No. of animals per sex per dose:

10 rats; sex is not specified.

Details on study design:

Details on study design for tests conducted with Commericial grade and high purity grade TEA can be found in Kindsvatter, V.H. (1940). Acute and chronic toxicity of triethanolamine. J. Indust. Hyg. Toxicol. 22, 206-212. Details on the study design for Acute oral toxicity study conducted with TEA in water can be found in Smyth, H.F., Jr., Carpenter, C.P., and Weil, C.S. (1951). Range-finding toxicity data: List IV. AMA Arch. Ind. Hyg. Occup. Med. 4, 119-122. In these studies, rats and guinea pigs were administered Triethanolamine by gavage (1-26 g/Kg) and observed for 14 days. The LD50 values were estimated from this single feeding.

Sex:

not specified

Effect level:

ca. 8 000 mg/kg bw

Based on:

test mat.

Remarks on result:

other: TEA, Commercial grade (100%)

Sex:

not specified

Dose descriptor:

LD50

Effect level:

ca. 9 000 mg/kg bw

Remarks on result:

other: TEA, high purity grade (100%)

Sex:

not specified

Dose descriptor:

LD50

Effect level:

ca. 4 190 mg/kg bw

Based on:

other: 25% in water

Remarks on result:

other: Mixture of TEA 78.6%, DEA 8.6% and MEA 1.7%

Clinical signs:

other: Before death, diarrhoea and prostration was observed in most animals. Gross lesions in the animals that died were confined to the gastrointestinal tract and included gastric dilatation, congestion, and focal hemorrhage in the stomach and dilatation of int

Gross pathology:

Gross pathology was confined to the intestinal tract.

Other findings:

Kindsvatter (1940) suggested that the acute toxicity of triethanolamine was related to its alkalinity, based on the survival of one guinea pig fed 10 g/kg neutralized with hydrochloric acid; this dose exceeds the oral LD50 (8 g/kg) of triethanolamine when administered as the free base.
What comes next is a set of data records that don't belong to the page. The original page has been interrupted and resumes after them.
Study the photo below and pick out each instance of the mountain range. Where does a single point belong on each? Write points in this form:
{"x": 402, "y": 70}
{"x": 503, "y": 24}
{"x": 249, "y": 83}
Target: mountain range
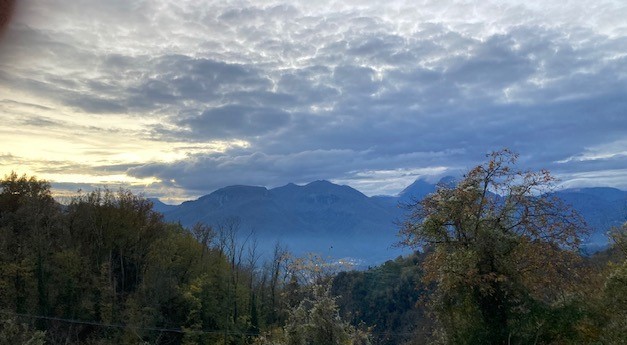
{"x": 339, "y": 222}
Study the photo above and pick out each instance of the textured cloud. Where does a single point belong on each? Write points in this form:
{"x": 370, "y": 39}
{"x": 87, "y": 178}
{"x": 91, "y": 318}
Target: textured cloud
{"x": 271, "y": 92}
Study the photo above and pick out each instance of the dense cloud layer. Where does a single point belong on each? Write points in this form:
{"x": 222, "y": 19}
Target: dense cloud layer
{"x": 367, "y": 93}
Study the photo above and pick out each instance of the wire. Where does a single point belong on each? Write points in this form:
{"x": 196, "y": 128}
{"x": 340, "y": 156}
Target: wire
{"x": 122, "y": 326}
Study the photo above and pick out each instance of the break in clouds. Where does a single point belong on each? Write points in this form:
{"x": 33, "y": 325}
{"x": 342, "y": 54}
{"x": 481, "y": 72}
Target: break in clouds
{"x": 367, "y": 93}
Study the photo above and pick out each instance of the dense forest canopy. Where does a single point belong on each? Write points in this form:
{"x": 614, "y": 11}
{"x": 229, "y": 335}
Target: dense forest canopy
{"x": 497, "y": 263}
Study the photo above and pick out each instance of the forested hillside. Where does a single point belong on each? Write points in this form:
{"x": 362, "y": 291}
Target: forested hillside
{"x": 107, "y": 269}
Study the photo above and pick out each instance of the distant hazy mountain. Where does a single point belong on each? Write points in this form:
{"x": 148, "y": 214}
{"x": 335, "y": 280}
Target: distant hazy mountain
{"x": 601, "y": 207}
{"x": 341, "y": 222}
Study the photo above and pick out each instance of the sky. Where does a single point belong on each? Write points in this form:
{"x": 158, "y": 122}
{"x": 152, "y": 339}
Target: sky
{"x": 179, "y": 98}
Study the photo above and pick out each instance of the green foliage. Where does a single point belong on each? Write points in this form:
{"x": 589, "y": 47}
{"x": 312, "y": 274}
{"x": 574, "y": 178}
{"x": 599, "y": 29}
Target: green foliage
{"x": 107, "y": 269}
{"x": 13, "y": 332}
{"x": 498, "y": 254}
{"x": 386, "y": 297}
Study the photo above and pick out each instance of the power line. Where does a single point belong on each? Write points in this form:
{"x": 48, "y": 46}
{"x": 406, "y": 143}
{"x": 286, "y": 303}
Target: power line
{"x": 122, "y": 326}
{"x": 163, "y": 330}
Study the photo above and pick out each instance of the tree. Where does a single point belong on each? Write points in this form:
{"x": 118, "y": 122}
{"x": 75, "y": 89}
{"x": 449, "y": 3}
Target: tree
{"x": 500, "y": 250}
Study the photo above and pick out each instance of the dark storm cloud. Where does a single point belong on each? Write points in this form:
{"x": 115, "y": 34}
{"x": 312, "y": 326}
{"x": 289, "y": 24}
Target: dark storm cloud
{"x": 319, "y": 94}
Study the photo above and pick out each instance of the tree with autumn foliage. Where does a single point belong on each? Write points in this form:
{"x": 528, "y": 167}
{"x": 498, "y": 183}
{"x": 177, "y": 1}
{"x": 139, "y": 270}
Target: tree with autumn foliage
{"x": 501, "y": 253}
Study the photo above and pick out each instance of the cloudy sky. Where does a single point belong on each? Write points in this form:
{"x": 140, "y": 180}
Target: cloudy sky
{"x": 179, "y": 98}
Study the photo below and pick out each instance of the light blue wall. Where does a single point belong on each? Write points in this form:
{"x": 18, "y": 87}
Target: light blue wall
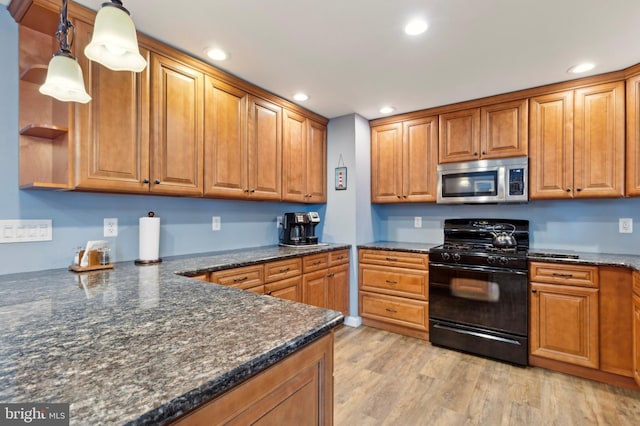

Interpretation of results:

GHS criteria not met

Conclusions:

In this publication, the acute oral LD50 values for Triethanolamine are reported as a range from 4.19 g/kg to 11.26 g/kg, this substance is therefore not classified according to GHS criteria.

Executive summary:

The acute oral toxicity of Triethanolamine was assessed in the cosmetic ingredient review publication, ‘Final Report on the Safety Assessment of Triethanolamine, Diethanolamine and Monoethanolamine’ (Journal of the American College of Toxicology, 2(7), pg 183–235, (1983)). The results of multiple in vivo acute oral toxicity studies are presented, where acute oral LD50 values range from 4.19 g/kg to 11.26 g/kg. As the results of the acute oral toxicity studies reported did not meet the criteria for classification, it was concluded in this safety assessment that Triethanolamine is practically nontoxic.